Both small and large-scale businesses are constantly under the threat of cyberattacks. Cyberattacks steal company data and demand ransom in exchange for its release. Therefore, as a business owner or manager, you must find ways to ensure it doesn’t happen.
One way is to invest in training your employees. An ongoing security awareness training for all your workers is a highly recommended security measure. A cyber-aware employee will save you more dollars than an unaware one with cybersecurity software.
Below, we discuss four important things you should train your employees on.

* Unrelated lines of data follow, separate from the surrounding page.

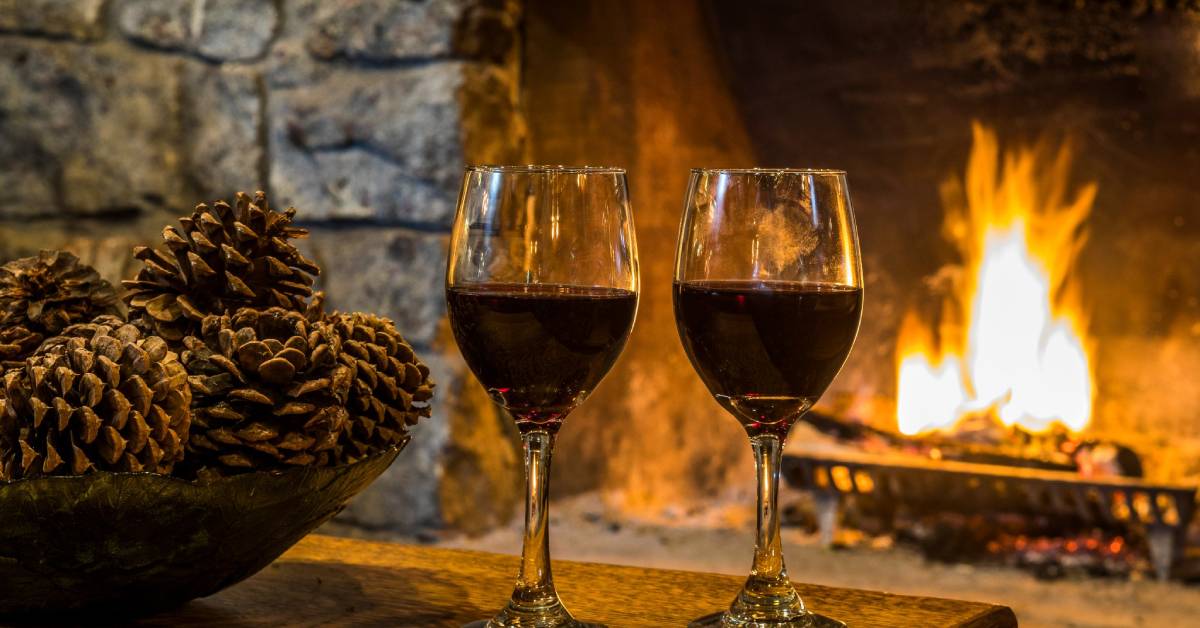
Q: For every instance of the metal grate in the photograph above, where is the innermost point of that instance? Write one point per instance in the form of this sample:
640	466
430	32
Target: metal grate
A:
934	485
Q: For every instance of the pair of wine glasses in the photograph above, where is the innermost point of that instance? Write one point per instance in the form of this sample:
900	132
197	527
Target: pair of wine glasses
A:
543	287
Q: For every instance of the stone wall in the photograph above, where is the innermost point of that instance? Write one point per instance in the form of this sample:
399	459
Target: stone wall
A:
118	115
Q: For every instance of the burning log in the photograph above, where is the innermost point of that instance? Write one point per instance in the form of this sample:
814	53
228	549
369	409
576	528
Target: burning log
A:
988	442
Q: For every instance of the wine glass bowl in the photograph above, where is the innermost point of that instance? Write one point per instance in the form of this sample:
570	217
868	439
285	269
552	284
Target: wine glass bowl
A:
541	292
768	299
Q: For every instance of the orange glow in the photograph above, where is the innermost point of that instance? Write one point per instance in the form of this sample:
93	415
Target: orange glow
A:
1012	341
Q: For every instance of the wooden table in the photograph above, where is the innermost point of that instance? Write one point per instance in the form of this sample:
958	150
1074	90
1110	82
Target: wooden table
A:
330	581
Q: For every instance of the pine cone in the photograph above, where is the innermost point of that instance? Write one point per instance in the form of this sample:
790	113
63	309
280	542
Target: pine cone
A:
390	388
269	389
43	294
103	398
222	259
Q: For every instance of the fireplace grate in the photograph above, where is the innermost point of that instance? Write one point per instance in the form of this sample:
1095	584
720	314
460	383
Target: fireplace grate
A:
929	485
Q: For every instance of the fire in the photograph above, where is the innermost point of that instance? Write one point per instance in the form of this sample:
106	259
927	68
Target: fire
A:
1012	340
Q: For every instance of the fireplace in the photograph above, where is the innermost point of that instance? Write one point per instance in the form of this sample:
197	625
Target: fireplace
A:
1038	151
363	114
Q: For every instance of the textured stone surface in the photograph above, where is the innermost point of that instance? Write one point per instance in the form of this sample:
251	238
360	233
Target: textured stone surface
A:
223	30
389	30
366	144
360	113
234	29
222	112
390	271
77	19
159	23
100	125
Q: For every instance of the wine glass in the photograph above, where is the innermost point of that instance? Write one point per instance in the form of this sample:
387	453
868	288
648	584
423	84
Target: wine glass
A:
541	288
767	297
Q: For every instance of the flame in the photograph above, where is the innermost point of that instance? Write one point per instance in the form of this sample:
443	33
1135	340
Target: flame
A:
1012	340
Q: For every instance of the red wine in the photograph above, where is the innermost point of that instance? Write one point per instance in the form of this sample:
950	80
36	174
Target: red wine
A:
767	350
539	350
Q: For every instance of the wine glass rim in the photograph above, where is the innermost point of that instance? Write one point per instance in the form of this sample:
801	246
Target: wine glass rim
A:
768	171
538	168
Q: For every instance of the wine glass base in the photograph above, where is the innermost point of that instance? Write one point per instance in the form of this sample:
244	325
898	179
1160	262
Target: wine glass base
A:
809	620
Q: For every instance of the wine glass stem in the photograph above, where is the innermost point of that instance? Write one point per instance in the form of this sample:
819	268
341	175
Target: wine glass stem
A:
535	586
768	551
768	594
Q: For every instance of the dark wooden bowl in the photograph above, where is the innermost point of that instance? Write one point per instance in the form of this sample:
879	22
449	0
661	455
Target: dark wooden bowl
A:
137	543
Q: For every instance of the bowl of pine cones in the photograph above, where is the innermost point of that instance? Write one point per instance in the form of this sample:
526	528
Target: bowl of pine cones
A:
165	450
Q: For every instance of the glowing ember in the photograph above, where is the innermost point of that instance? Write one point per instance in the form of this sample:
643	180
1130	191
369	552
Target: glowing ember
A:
1012	342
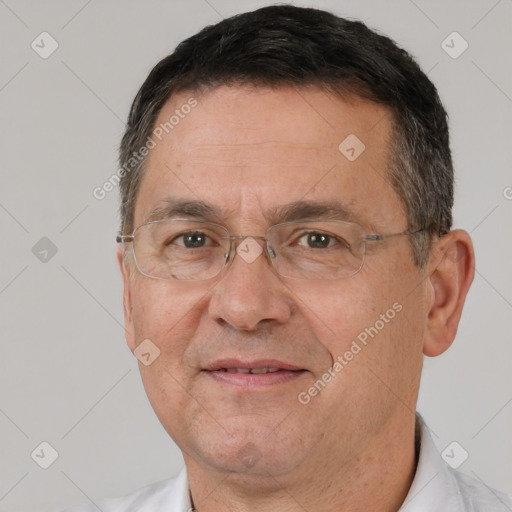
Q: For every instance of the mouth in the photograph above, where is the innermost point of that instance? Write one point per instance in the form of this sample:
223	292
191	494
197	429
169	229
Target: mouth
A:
252	374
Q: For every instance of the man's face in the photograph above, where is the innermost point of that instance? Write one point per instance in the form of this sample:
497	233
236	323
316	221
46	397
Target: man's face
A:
245	152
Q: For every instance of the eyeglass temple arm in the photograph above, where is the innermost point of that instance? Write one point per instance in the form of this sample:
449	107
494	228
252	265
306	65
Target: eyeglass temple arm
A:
121	239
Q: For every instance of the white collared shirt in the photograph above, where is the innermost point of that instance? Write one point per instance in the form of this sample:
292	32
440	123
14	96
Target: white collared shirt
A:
436	488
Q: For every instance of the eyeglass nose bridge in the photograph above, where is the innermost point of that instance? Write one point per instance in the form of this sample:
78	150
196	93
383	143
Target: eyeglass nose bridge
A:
233	245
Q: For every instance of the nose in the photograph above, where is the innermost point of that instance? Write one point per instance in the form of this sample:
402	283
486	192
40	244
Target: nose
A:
250	292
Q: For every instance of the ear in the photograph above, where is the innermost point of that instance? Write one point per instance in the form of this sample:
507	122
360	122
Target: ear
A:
453	267
124	267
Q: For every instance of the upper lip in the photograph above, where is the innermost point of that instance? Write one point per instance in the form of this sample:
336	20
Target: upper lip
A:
258	363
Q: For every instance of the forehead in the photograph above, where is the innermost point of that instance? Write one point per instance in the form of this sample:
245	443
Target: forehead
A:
249	150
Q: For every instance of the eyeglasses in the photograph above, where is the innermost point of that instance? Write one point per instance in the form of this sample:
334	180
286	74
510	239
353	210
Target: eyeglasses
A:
187	250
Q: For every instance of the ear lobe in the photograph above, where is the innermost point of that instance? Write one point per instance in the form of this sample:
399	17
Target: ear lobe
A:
127	298
453	263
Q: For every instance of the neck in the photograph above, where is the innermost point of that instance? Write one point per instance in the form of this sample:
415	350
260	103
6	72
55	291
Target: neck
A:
376	477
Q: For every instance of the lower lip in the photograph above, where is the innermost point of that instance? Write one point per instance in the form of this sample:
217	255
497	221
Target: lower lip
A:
253	380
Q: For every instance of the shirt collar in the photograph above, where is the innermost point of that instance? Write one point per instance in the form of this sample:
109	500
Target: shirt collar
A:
433	486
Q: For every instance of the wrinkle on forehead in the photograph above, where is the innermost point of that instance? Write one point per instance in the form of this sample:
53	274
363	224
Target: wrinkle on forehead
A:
286	154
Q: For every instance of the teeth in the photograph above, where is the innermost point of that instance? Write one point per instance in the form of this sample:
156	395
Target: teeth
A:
250	370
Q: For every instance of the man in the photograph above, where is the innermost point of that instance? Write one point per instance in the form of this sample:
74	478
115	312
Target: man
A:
288	259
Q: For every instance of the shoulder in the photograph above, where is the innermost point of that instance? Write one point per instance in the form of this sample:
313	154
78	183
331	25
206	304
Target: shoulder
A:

Inform your employees about the consequences of cybersecurity incidents
Your employees are your first and last line of defense. If they are ignorant of good cybersecurity practices, your company is at great risk of an attack. You have to let them know their role in keeping the business data safe and ensuring the smooth running of business operations.
Equip them with practical knowledge of what to do when they encounter cyber threats.
Let them know how expensive and disastrous a cyber-attack is for the company and its customers. The case of the 2021 Colonial Pipeline Ransomware attack and how it disrupted the fuel supply chain in the United States is a good starting point.
Ensure they have a proper security software
A lot of processes in the workplace require some sort of software to complete. Insecure software or ignorance of the right way to use them are risk factors for cyber-attacks. To prevent these attacks, your employees must use secure software effectively – equip them with it and train them on its usage.
Anti-phishing add-ons, firewalls, and encryption software are key software you must provide and teach your employees to use effectively.
Teach them to recognize phishing and social engineering attacks
Phishing and other social engineering techniques lure people into believing in the legitimacy of an illegitimate scheme. Whether putting you in a false sense of urgency or exploiting your ignorance, the malicious agent behind a phishing scam depends on you being unaware or hasty to achieve their aims.
Therefore, vigilance is key. Your training should help your employees understand what a phishing attack entails.
Teach them the fundamentals of anti-phishing practices:
- Never click suspicious links.
- Never click on pop-ups.
- Never download files from suspicious emails or websites.
- Verify the trustworthiness of a site by checking its URL. Secure sites begin with “HTTPS“.
- Click on links only on trusted sites. A site is trusted when you can ascertain its relevance and administrators.
Strong password etiquette matters
Strong passwords are fundamental parts of an effective cyber-security defense. However, poor etiquette can turn this measure on itself. It makes it easy for malicious agents to find their way around passwords.
You should train your employees on how to manage sensitive information. They should learn never to reveal information or their passwords to anyone. There should be regulations that ensure that just enough information required for their jobs is given to the employees.
Conclusion
If your business has been a victim of ransomware attacks, you know it is a long, expensive, and difficult process to recover.
You should teach your employees the best practices of cyber security. Teach them good internet etiquette, how to manage passwords, and how to avoid cyberattacks. Besides training, equip your employees with the necessary tools for defense against any cybersecurity attack.
Keep in mind that these are not one-time actions. You must stay up-to-date on the changes happening in the digital world and take corresponding steps to adapt.
The saying — Prevention is better than cure — is arguably the best advice you can get from a cyber-security expert. It is much easier to stop an attack than recover from it. Put your company in a better position cybersecurity-wise by training your employees. It will be worth it.